Janmejai Singh

Posted on May 31

How Instagram, WhatsApp, Uber & Netflix Would Be Built Today Using Expo Router

#reactnative #mobiledev #systemdesign #architecture

You tap Record. You nail the take. You save as Draft. You close Instagram, reopen it — and your Reel is right there. What just happened under the hood?

This post traces that full journey: from your device's camera buffer to your follower's screen halfway across the world. We'll cover local storage, drafts, cloud uploads, media processing, caching, and CDNs — with diagrams at each stage.

Why Social Media Apps Need Efficient Media Storage

Photos and videos are the heaviest assets any mobile app handles. A single 60-second Reel captured at 1080p can be 200–400MB before any compression. Multiply that by a billion daily uploads and you begin to understand why media storage is not a solved problem — it's an ongoing engineering discipline.

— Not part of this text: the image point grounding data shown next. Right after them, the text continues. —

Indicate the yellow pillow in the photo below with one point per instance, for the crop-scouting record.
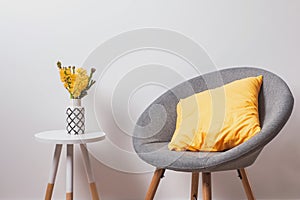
(218, 119)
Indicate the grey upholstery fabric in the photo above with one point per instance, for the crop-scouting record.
(155, 127)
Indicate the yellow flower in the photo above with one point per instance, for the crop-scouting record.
(76, 81)
(81, 82)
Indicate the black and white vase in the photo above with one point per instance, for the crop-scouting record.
(75, 118)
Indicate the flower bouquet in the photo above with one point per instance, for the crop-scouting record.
(77, 82)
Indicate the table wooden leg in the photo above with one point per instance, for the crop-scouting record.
(53, 171)
(89, 172)
(69, 172)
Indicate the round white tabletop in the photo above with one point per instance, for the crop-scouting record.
(62, 137)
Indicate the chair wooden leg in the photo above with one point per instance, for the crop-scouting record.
(158, 174)
(194, 186)
(247, 188)
(206, 186)
(53, 171)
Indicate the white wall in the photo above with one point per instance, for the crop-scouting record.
(35, 34)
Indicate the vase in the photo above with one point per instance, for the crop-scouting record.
(75, 118)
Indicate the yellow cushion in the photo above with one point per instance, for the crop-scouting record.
(218, 119)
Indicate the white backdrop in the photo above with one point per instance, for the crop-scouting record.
(35, 34)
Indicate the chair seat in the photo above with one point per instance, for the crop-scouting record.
(158, 155)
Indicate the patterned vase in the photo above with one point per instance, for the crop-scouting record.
(75, 118)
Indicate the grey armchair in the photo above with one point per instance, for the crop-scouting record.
(155, 127)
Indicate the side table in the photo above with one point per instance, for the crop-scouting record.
(60, 137)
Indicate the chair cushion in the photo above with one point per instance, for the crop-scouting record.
(218, 119)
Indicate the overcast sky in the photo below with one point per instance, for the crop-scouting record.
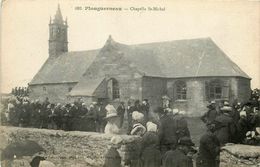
(234, 26)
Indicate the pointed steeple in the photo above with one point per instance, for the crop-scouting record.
(58, 42)
(58, 16)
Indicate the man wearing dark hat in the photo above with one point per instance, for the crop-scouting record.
(227, 130)
(179, 156)
(209, 148)
(121, 112)
(145, 107)
(211, 114)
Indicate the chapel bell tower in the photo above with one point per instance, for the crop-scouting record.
(58, 30)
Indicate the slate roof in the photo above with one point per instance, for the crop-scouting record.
(181, 58)
(89, 87)
(68, 67)
(172, 59)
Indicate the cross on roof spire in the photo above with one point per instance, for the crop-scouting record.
(58, 16)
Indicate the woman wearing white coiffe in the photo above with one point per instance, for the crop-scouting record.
(138, 128)
(113, 120)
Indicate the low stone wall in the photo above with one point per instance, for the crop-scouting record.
(66, 149)
(240, 155)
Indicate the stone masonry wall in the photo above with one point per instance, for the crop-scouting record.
(197, 100)
(55, 92)
(66, 149)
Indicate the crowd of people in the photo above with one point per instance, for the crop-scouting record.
(20, 91)
(165, 142)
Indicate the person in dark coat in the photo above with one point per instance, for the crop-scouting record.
(179, 157)
(137, 106)
(167, 130)
(52, 117)
(112, 157)
(74, 115)
(82, 117)
(121, 112)
(91, 117)
(181, 125)
(227, 130)
(66, 116)
(209, 148)
(25, 114)
(211, 114)
(129, 110)
(101, 114)
(58, 112)
(150, 153)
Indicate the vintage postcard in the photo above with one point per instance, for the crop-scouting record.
(130, 83)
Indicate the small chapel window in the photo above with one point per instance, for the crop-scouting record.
(181, 90)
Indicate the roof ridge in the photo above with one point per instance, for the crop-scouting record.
(169, 41)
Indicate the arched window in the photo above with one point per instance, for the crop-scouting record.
(215, 89)
(113, 89)
(181, 90)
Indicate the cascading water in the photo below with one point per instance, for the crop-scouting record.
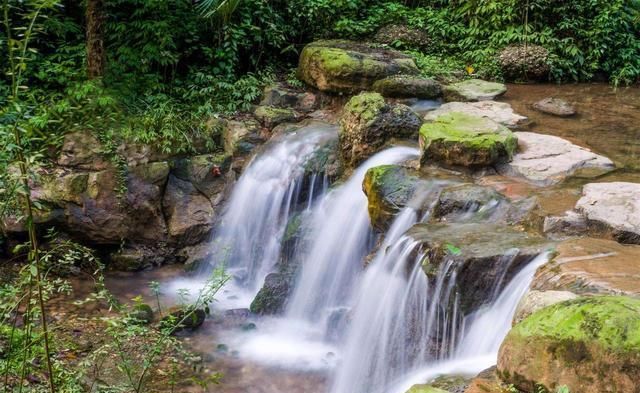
(248, 238)
(342, 238)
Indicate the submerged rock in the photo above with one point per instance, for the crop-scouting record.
(473, 90)
(591, 345)
(368, 122)
(340, 66)
(402, 86)
(460, 139)
(500, 112)
(494, 252)
(525, 63)
(555, 106)
(591, 266)
(546, 159)
(615, 206)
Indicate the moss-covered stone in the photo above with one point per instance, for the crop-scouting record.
(402, 86)
(368, 122)
(349, 67)
(389, 188)
(473, 90)
(271, 116)
(588, 344)
(459, 139)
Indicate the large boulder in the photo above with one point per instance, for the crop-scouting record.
(339, 66)
(590, 345)
(546, 160)
(525, 63)
(390, 188)
(402, 36)
(500, 112)
(494, 252)
(473, 90)
(368, 122)
(591, 266)
(460, 139)
(405, 86)
(615, 206)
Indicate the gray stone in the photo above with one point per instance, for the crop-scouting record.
(546, 159)
(500, 112)
(555, 106)
(473, 90)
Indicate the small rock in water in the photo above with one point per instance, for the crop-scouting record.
(555, 106)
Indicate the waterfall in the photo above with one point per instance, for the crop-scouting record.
(248, 238)
(342, 237)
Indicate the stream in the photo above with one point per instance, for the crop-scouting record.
(383, 328)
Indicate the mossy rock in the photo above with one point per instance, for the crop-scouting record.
(271, 116)
(473, 90)
(426, 389)
(459, 139)
(389, 188)
(403, 86)
(341, 66)
(591, 345)
(368, 122)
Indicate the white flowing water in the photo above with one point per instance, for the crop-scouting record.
(248, 238)
(342, 237)
(480, 342)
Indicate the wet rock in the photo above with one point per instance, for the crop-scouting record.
(460, 139)
(546, 159)
(185, 318)
(282, 97)
(241, 137)
(537, 300)
(476, 249)
(270, 116)
(404, 86)
(138, 257)
(591, 345)
(591, 266)
(390, 188)
(340, 66)
(143, 313)
(368, 122)
(83, 151)
(525, 63)
(189, 212)
(402, 36)
(272, 297)
(473, 90)
(615, 206)
(500, 112)
(555, 106)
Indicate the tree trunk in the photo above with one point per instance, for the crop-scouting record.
(95, 39)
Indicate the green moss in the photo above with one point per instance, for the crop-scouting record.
(467, 135)
(365, 106)
(612, 321)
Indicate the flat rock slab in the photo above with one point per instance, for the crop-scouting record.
(340, 66)
(555, 106)
(474, 90)
(592, 266)
(546, 160)
(615, 205)
(500, 112)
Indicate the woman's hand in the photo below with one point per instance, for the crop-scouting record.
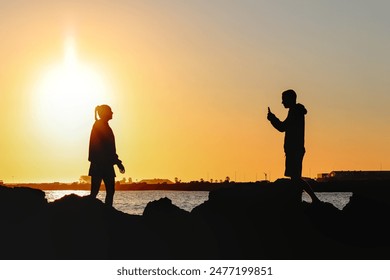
(121, 168)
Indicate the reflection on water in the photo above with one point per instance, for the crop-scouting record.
(338, 199)
(134, 202)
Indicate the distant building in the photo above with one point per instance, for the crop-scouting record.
(155, 181)
(353, 176)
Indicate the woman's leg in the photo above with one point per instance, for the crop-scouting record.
(95, 185)
(110, 190)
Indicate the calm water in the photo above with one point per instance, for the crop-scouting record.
(134, 202)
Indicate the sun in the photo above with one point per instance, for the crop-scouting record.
(67, 93)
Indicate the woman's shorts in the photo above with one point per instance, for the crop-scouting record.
(101, 170)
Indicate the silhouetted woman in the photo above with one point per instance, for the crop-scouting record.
(102, 154)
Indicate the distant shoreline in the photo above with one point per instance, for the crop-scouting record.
(331, 186)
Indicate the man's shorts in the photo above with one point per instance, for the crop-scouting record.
(294, 165)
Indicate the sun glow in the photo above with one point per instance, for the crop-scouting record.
(67, 94)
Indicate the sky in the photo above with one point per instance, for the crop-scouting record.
(189, 83)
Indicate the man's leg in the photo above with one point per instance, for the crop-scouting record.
(95, 185)
(110, 190)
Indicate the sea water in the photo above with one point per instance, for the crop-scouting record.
(134, 202)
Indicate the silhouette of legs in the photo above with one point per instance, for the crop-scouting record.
(109, 183)
(95, 185)
(298, 181)
(110, 190)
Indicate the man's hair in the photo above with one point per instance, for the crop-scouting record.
(290, 94)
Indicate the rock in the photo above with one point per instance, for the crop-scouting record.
(241, 221)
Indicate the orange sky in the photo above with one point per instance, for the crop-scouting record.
(189, 83)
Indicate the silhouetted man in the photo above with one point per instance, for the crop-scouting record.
(294, 139)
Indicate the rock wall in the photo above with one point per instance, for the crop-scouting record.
(267, 221)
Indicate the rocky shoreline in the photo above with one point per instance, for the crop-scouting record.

Efficiency matters at three levels:

Device level — local storage is limited; apps can't balloon in size
Network level — large uploads over mobile connections are fragile and slow
Cloud level — storing, processing, and serving billions of files requires distributed systems

Instagram's architecture solves each of these with different tools, layered together.

How Photos and Videos Are Stored Before Upload

When you record a Reel, the app doesn't immediately try to upload it. Your device is the first storage layer.

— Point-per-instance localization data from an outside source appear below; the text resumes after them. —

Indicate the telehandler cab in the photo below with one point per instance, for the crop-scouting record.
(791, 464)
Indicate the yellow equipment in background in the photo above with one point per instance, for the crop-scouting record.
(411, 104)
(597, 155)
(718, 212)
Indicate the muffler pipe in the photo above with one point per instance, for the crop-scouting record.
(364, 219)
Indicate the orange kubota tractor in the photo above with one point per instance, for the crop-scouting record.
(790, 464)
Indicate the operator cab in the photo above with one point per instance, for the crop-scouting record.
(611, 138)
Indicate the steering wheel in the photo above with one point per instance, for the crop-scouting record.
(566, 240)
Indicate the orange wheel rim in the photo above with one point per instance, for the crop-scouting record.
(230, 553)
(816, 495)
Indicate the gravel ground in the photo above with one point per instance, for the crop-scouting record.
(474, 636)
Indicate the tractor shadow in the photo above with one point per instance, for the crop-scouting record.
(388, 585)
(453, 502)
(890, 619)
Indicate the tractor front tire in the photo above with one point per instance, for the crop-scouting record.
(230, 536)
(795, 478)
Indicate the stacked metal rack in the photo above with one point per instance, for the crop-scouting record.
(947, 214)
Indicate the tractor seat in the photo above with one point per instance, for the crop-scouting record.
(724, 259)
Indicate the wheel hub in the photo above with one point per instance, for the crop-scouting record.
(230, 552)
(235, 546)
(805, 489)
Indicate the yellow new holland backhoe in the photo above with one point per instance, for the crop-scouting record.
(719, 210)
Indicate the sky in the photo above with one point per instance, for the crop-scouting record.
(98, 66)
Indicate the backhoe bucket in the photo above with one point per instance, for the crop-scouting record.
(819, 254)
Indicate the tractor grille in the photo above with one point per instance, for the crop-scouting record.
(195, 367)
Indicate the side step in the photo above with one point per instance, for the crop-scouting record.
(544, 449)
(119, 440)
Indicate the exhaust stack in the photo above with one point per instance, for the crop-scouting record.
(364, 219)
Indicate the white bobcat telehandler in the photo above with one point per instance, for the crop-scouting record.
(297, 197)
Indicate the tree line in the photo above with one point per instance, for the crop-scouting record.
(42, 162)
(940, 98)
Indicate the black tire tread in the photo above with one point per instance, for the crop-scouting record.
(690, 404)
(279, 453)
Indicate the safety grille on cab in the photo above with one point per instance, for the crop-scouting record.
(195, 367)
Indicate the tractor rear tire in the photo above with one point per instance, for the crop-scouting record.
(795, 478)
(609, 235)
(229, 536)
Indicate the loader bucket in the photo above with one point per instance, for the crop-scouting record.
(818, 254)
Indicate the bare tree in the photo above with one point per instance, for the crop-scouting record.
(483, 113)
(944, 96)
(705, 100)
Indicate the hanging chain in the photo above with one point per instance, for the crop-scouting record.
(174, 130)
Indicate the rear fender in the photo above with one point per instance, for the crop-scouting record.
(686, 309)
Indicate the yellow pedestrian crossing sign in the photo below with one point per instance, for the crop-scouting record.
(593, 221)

The recording pipeline looks like this:

Camera Sensor
     ↓
In-Memory Frame Buffer  ← (active recording, fast but volatile)
     ↓
Local Temp Cache        ← (flushed from buffer, survives brief interruptions)
     ↓
User Decision Point
  ├── Discard → Delete temp files
  ├── Save Draft → Move to persistent storage
  └── Post → Enqueue for upload

Why local-first?

Three reasons:

Networks are unreliable — especially on cellular. Streaming raw video directly to a cloud server mid-recording is a recipe for data loss.
User intent is unknown — the app doesn't know you'll keep the clip until you decide.
Upload costs — uploading every test take wastes bandwidth, battery, and server resources.

Local storage on mobile comes in different tiers:

Tier	Speed	Persistence	Cleared by
RAM buffer	Fastest	Lost on kill	OS memory pressure
Cache directory	Fast	Semi-persistent	OS under storage pressure
Documents directory	Fast	Persistent	Only explicit delete

Active recordings live in the cache. Once you decide to keep them — as a draft or a post — they move to the documents directory.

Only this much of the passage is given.